Would a truck stop on the edge of town be good?


----------



## Eng JR Lupo RV323 (Aug 8, 2017)

Those places can be good. I would recommend posting up near the most logical exit from said truck stop leading to the freeway on-ramp one would take to go the direction you're trying to travel. This way the bulk of the vehicles that have just fueled up & heading your direction will be pulling up near you before exiting the truck stop onto the main road towards the highway. 

Personally I don't like sitting on/near property like that. I'd rather take my chances on the on-ramp itself. Always stay behind the "no pedestrians beyond this point" sign, if the state you're in has laws in place keeping hitchhikers off the actual highway. Be sure to check out the library https://squattheplanet.com/files/categories/hitchhiking.56/ here and also it wouldn't hurt to double check the hitchhiking laws for the states you plan to travel through, some may be updated.

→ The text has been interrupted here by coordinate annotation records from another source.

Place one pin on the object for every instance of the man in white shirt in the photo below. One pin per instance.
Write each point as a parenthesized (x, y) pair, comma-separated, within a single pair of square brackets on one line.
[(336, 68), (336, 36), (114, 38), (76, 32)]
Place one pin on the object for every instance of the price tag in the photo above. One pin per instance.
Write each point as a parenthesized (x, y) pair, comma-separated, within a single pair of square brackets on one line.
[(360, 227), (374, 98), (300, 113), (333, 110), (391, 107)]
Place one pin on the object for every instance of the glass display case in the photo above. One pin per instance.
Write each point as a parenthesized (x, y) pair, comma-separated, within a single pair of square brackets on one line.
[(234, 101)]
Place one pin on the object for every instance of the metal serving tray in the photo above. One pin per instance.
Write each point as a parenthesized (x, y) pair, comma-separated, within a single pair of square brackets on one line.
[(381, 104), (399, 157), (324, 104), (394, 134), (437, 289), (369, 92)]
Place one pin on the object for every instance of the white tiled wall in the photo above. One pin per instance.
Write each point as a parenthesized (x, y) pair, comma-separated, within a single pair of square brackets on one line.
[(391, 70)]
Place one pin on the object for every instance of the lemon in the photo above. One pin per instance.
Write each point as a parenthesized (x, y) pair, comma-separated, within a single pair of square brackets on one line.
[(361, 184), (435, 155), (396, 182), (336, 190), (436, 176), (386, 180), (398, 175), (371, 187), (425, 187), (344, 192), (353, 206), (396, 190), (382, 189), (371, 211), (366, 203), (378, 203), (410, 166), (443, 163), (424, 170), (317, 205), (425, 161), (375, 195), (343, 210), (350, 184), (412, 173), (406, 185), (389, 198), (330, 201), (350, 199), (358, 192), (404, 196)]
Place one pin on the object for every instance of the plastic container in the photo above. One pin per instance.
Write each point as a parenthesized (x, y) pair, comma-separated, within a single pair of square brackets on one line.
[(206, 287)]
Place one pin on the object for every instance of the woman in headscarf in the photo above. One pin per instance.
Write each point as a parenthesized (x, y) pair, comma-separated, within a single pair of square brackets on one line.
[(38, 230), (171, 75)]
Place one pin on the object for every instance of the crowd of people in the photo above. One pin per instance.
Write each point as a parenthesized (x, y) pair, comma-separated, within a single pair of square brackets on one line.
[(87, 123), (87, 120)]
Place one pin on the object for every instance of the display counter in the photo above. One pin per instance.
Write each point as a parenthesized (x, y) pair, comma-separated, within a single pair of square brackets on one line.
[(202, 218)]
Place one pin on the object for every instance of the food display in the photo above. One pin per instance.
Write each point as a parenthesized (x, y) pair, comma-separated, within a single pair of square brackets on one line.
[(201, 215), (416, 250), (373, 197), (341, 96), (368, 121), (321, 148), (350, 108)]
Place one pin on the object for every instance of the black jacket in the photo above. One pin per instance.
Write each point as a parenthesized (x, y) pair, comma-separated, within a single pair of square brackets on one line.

Last bit of advice, and this is again just my personal preference. Try to locate a piece of clean white cardboard rather than the typical brown stuff. I tend to think it gives the driver the notion you're pretty clean, yourself. It is also easier to see/read especially from further away. You want them to be able to read your sign from far away so they have time to consider it. Good luck, safe travels!


----------



## Posthoc (Aug 8, 2017)

Eng JR Lupo RV323 said:


> Those places can be good. I would recommend posting up near the most logical exit from said truck stop leading to the freeway on-ramp one would take to go the direction you're trying to travel. This way the bulk of the vehicles that have just fueled up & heading your direction will be pulling up near you before exiting the truck stop onto the main road towards the highway.
> 
> Personally I don't like sitting on/near property like that. I'd rather take my chances on the on-ramp itself. Always stay behind the "no pedestrians beyond this point" sign, if the state you're in has laws in place keeping hitchhikers off the actual highway. Be sure to check out the library https://squattheplanet.com/files/categories/hitchhiking.56/ here and also it wouldn't hurt to double check the hitchhiking laws for the states you plan to travel through, some may be updated.
> 
> Last bit of advice, and this is again just my personal preference. Try to locate a piece of clean white cardboard rather than the typical brown stuff. I tend to think it gives the driver the notion you're pretty clean, yourself. It is also easier to see/read especially from further away. You want them to be able to read your sign from far away so they have time to consider it. Good luck, safe travels!





Eng JR Lupo RV323 said:


> Those places can be good. I would recommend posting up near the most logical exit from said truck stop leading to the freeway on-ramp one would take to go the direction you're trying to travel. This way the bulk of the vehicles that have just fueled up & heading your direction will be pulling up near you before exiting the truck stop onto the main road towards the highway.
> 
> Personally I don't like sitting on/near property like that. I'd rather take my chances on the on-ramp itself. Always stay behind the "no pedestrians beyond this point" sign, if the state you're in has laws in place keeping hitchhikers off the actual highway. Be sure to check out the library https://squattheplanet.com/files/categories/hitchhiking.56/ here and also it wouldn't hurt to double check the hitchhiking laws for the states you plan to travel through, some may be updated.
> 
> Last bit of advice, and this is again just my personal preference. Try to locate a piece of clean white cardboard rather than the typical brown stuff. I tend to think it gives the driver the notion you're pretty clean, yourself. It is also easier to see/read especially from further away. You want them to be able to read your sign from far away so they have time to consider it. Good luck, safe travels!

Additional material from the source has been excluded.